Population (2010 Census)
- • Total: 5,771
- • Estimate (2025): 4,186 (−27.5%)

Administrative status
- • Subordinated to: closed administrative-territorial formation of Vidyayevo
- • Capital of: closed administrative-territorial formation of Vidyayevo

Municipal status
- • Urban okrug: Vidyayevo Urban Okrug
- • Capital of: Vidyayevo Urban Okrug
- Time zone: UTC+3 (MSK )
- Postal code: 184372
- Dialing code: +7 81553
- OKTMO ID: 47735000101
- Website: www.zatovid.ru

= Vidyayevo =

Map of the Northern Fleet bases

Vidyayevo (Видя́ево) is a closed rural inhabited locality in Murmansk Oblast, Russia. Despite having a rural status, it is municipally incorporated as Vidyayevo Urban Okrug, as such status is the only one allowed by the federal law for closed inhabited localities. Population: 6,307 (2002 Census).

It is mostly known for the naval bases located in the Ara and Ura Bays. The locality itself is situated on the eastern side of the Ura Bay. One of the principal bases of the Northern Fleet of the Russian Navy is located here.

==History==
It was founded in 1958 as Uritsa (Урица), after the river flowing from Pityevoye Lake into the bay and providing drinking water for the settlement. Most likely, the name Uritsa is a Russian diminutive of Ura, which is a native Saami (Lappi) name for the bay and for a larger river Ura also feeding into the Ura Bay several kilometers away from Vidyayevo. Uritsa was renamed Vidyayevo in 1964 in honor of the World War II submarine commander Fyodor Vidyayev who perished in the Barents Sea in course of the military mission of the submarine ShcH-422 under his command.

===Naval base===
In the early 1960s, the area started serving as a base for diesel-powered submarines, and in 1979 nuclear-powered ones as well. In the 1980s, the base at Ara Bay was a relatively large one, serving submarines of all three generations. Remaining submarines in service in Ara Bay today are of the (Shchuka-B), , and Oscar-II (Antey) class.
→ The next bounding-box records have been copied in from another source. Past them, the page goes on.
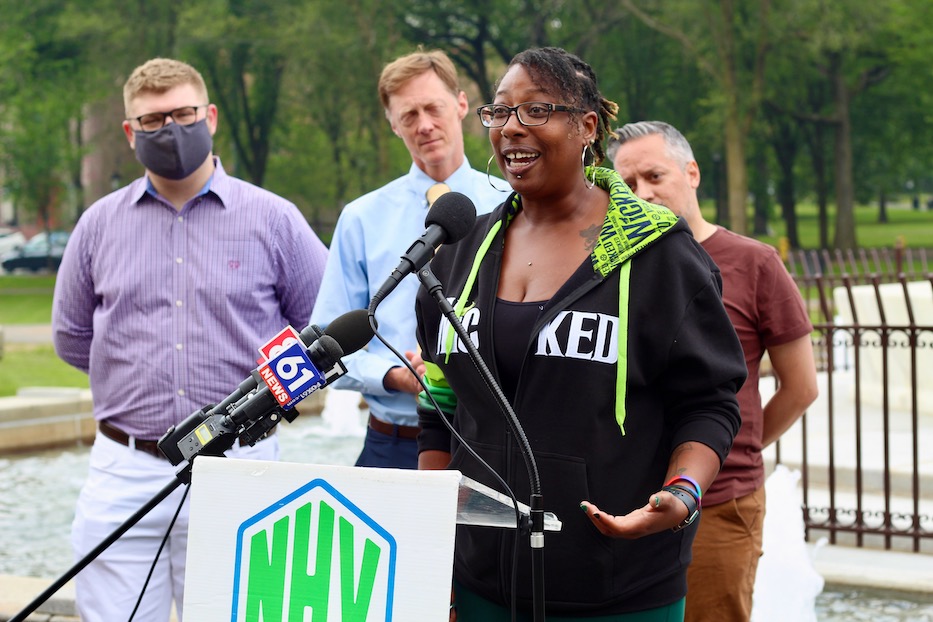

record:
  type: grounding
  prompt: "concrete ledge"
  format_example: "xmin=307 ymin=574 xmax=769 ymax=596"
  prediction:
xmin=809 ymin=545 xmax=933 ymax=594
xmin=0 ymin=575 xmax=79 ymax=622
xmin=0 ymin=387 xmax=95 ymax=455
Vidyayevo (particularly the Ara Bay) was the home base of the now lost K-141 Kursk (which was an Oscar-II class). Naval radioactive waste storage facilities are located at the Ara Bay as well.

The base at Ura Bay is used for diesel submarines and a few smaller surface vessels. The settlement consists mostly of five-story apartment buildings built on granite rock foundations or on poles driven into permafrost.

==Administrative and municipal status==
Within the framework of administrative divisions, it is, together with another rural locality, incorporated as the closed administrative-territorial formation of Vidyayevo—an administrative unit with the status equal to that of the districts. As a municipal division, the closed administrative-territorial formation of Vidyayevo is incorporated as Vidyayevo Urban Okrug.